I don’t use AUR with my ArchLinux Qubes-OS VMs, but AUR uses makepkg, so I think that a good entry point is : Makepkg#Makepkg_fails_to_download_dependencies_when_behind_proxy
Thanks @ludovic. I’m still not able to get it working.
Attempt 1
I don’t really understand the proxy config, so I first tried the following in the arch template VM (getting the IP address from the updates-proxy doc):
XferCommand = /usr/bin/curl -x http://10.137.255.254:8082 -L -C - -f -o %o %u
But makepkg -si gives this error
curl: (7) Couldn't connect to server
It’s not timing out, it’s very quick, so that’s probably the wrong address for the proxy.
Attempt 2
I think the proxy service might be listening on 127.0.0.1:8082? That would make more sense since lo is the only interface in the template VM. So then I tried the following instead:
XferCommand = /usr/bin/curl -x http://127.0.0.1:8082 -L -C - -f -o %o %u
This time makepkg -si gets a little further. It’s able to download dependencies from the regular arch repos, but when it tries to download the source from github it’s not able to resolve github.com.
Attempt 3
The other suggestion on the makepkg doc is to use the env_keep option in /etc/sudoers. That doesn’t work either (same error resolving github.com).
Attempt 3.5
tinyproxy is not actually running in the template VM. I started it manually and retried attempts 2 and 3 above, and it still can’t resolve github.com.

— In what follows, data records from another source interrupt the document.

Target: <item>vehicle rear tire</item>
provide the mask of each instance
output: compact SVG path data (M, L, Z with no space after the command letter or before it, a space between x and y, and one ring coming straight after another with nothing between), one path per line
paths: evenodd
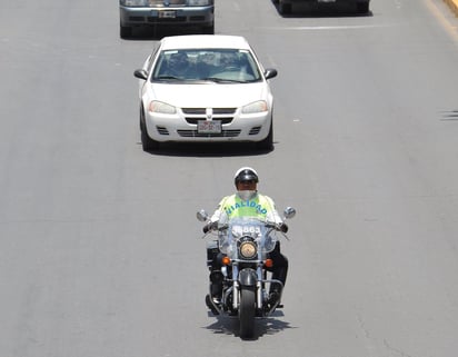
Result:
M292 11L292 4L291 3L285 3L282 0L280 0L280 3L278 4L278 11L281 14L289 14Z
M260 150L273 150L273 119L270 122L269 133L267 135L266 139L258 142L257 147Z
M202 31L205 34L215 34L215 22L210 26L203 27Z
M253 287L240 289L240 337L250 338L255 334L256 294Z
M119 26L119 36L121 39L127 39L132 36L132 28L127 26Z

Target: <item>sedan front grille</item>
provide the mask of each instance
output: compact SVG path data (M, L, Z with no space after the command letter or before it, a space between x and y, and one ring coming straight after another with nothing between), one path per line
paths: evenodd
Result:
M199 133L197 130L178 130L177 132L183 138L236 138L241 130L222 130L219 133Z
M231 123L237 108L181 108L185 119L188 123L197 125L199 120L209 120L207 118L210 111L212 120L220 120L222 125Z
M149 6L151 8L162 8L165 6L165 0L149 0ZM186 6L186 0L169 0L167 1L170 6Z

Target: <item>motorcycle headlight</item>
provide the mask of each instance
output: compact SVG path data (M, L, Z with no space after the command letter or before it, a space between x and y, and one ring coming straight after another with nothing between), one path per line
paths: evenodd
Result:
M240 255L246 259L252 259L258 254L258 249L253 241L243 241L240 245Z
M248 106L241 108L241 111L246 115L251 115L255 112L263 112L267 111L267 102L265 100L255 101Z

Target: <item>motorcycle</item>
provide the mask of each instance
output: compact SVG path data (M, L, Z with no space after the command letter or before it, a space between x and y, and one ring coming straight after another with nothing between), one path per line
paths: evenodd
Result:
M283 220L292 218L296 210L288 207L283 211ZM208 221L208 214L202 209L197 214L200 221ZM268 269L272 267L269 257L279 240L280 231L275 222L253 217L220 219L215 230L202 238L217 234L217 238L207 244L207 265L211 270L215 259L220 270L210 274L210 294L206 298L207 306L213 315L238 316L240 337L251 337L257 317L268 317L281 307L280 299L283 284L272 279ZM269 277L269 278L268 278ZM269 287L280 287L276 303L269 301ZM220 300L212 299L215 285L222 286Z

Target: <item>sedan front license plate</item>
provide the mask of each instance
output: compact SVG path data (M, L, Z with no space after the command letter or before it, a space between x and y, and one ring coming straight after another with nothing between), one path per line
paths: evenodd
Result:
M175 19L177 17L176 11L159 11L158 13L161 19Z
M197 122L197 132L199 133L220 133L221 121L219 120L199 120Z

Any other ideas? Thanks again.
@ludovic’s tip worked, with additions and full details below. Thanks again, @ludovic.
pacman.conf:sed -i 's/^#XferCommand.*curl.*/XferCommand = \/usr\/bin\/curl -x http:\/\/127.0.0.1:8082 -L -C - -f -o %o %u/' /etc/pacman.conf
makepkg.conf:sed -i 's/curl/curl -x 127.0.0.1:8082/' /etc/makepkg.conf
makepkg -si manually once you have the PKGBUILD for a package, but AUR-helpers like yay still won’t work because they don’t know about the proxy. I found pikaur to be the easiest AUR-helper to configure for use with a proxy. Get its PKGBUILD and install it with makepkg -si. Then the following config in ~/.config/pikaur.conf works (note: you need the blank sections too):[sync]
[build]
[review]
[colors]
[ui]
[misc]
[network]
aurhttpproxy = 127.0.0.1:8082
aurhttpsproxy = 127.0.0.1:8082
Alternate solution: change either the tinyproxy config or the iptables routing to send everything through the proxy, but of course that would defeat the purpose of this careful proxy construction (i.e. this: “This is meant to mitigate user errors (like using browser in the template), rather than some real isolation”).